Todos los especialistas coinciden en que ese es el quid de la cuestión. “La evidencia científica muestra que si un niño de muy bajo peso nace en un lugar seguro, la probabilidad de tener secuelas es menor y, más aún, si ingresa en un programa de seguimiento de su salud”, afirma Zulma Ortiz, especialista en salud de Unicef Argentina. Por esta razón, Unicef lideró en 2012 una campaña para concientizar sobre el derecho de todo niño prematuro a acceder a programas especiales de seguimiento, que este año podría convertirse en ley (Ver recuadro “Legislar…”). Pero ¿en qué consisten estos planes estratégicos de salud?

“Están conformados por un equipo interdisciplinario de médicos destinado a prevenir y atender los problemas de salud vinculados a la prematurez a corto o largo plazo, además de orientar y acompañar a las familias”, describe Ortiz, y prosigue: “Una de las responsabilidades de estos equipos es controlar y alertar sobre los riesgos, es decir, diagnosticar en forma temprana y precisa la ocurrencia o no de secuelas”. Este seguimiento, cuenta la especialista, debe continuar al menos hasta los 3 años de vida, momento en que ya se han podido definir las secuelas de mayor impacto. De todas formas, si en esa instancia no se han concluido los tratamientos indicados, el programa debe continuar. 

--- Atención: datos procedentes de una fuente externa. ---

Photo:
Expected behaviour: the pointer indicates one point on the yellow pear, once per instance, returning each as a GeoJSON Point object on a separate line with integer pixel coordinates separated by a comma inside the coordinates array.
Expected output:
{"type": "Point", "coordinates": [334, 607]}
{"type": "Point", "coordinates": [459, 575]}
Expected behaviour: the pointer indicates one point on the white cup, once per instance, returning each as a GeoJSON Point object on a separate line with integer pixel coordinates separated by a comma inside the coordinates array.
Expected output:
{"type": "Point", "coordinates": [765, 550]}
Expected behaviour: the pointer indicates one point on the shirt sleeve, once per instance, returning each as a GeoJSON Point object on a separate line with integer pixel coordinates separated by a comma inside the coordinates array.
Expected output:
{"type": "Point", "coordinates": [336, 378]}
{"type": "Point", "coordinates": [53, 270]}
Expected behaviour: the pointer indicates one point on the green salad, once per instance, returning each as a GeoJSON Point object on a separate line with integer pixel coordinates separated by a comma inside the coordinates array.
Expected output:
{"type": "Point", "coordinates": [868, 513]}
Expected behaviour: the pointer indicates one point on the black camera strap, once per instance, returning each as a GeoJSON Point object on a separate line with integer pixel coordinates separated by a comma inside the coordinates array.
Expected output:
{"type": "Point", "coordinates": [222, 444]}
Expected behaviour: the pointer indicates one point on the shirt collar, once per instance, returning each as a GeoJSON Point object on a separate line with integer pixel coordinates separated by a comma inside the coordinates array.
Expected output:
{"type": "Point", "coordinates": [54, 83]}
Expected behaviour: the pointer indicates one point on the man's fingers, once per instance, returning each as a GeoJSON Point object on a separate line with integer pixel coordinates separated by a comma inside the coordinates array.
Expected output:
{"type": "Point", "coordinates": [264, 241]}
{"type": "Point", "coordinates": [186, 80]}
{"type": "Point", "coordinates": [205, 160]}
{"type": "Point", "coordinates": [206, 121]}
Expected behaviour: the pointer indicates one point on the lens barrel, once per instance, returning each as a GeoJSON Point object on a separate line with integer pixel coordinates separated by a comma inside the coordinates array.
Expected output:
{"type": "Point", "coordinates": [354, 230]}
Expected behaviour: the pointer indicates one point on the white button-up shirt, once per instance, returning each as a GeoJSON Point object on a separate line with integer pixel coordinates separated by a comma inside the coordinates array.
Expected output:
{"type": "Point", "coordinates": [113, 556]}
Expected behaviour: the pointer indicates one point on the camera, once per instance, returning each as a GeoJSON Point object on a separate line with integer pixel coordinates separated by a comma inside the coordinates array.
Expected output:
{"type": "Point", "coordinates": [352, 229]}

“Luego, se deben controlar periódicamente las áreas del desarrollo que se diagnostican más tardíamente, como los trastornos de conducta o del lenguaje. Además, deben recibir evaluaciones psicopedagógicas formales antes de ingresar a la escuela y continuar con el acompañamiento a fin de prevenir posibles dificultades en los aprendizajes formales”, concluye. Hace diez años, la Asamblea General de las Naciones Unidas aprobó la histórica resolución “Un mundo apropiado para los niños”, en la que jefes de Estado y de Gobierno se comprometieron a apoyar el movimiento global para acabar con las muertes infantiles prevenibles. Empezar por casa es una gran idea.

Esfuerzo federal 

Así como nuestro país está catalogado entre los de mayor excelencia en cuanto a la salud pediátrica, también es sabido que las disparidades entre sus regiones suelen ser grandes. “La asistencia de los recién nacidos prematuros en unidades de cuidados intensivos neonatales ha avanzado de manera notable en nuestro país. Sin em-bargo, este avance es desparejo, y existen centros en donde todavía se debe trabajar para mejorar no solo la sobrevida, sino también el número de pacientes con secuelas”, asevera el doctor Luis Novali, mientras cuenta que se han generado, espontáneamente, grupos de seguimiento neonatal en diversos puntos del país. “Estos equipos han surgido con frecuencia por la iniciativa de personas o instituciones, pero se deberá trabajar hacia la constitución de una red que permita a todos estos niños acceder a la vigilancia y el tratamiento que necesiten. La regionalización de la asistencia perinatal hará que estos grupos funcionen en los centros donde estos pacientes son atendidos y dados de alta”.

Legislar en pos de la vida 

El proyecto de ley que garantiza los programas de seguimiento para los recién nacidos de alto riesgo fue aprobado por unanimidad y sin modificaciones por la Cámara de Senadores. A mediados del año pasado, pasó a la Comisión de Salud de la Cámara de Diputados. “Allí conservará su estado parlamentario por un año. Es necesario conseguir allí su tratamiento y aprobación para asegurar como derecho el acceso de estos niños al control y la asistencia que necesitan”, asevera el doctor Luis Novali, coordinador del grupo de seguimiento de recién nacidos de alto riesgo del Hospital Garrahan.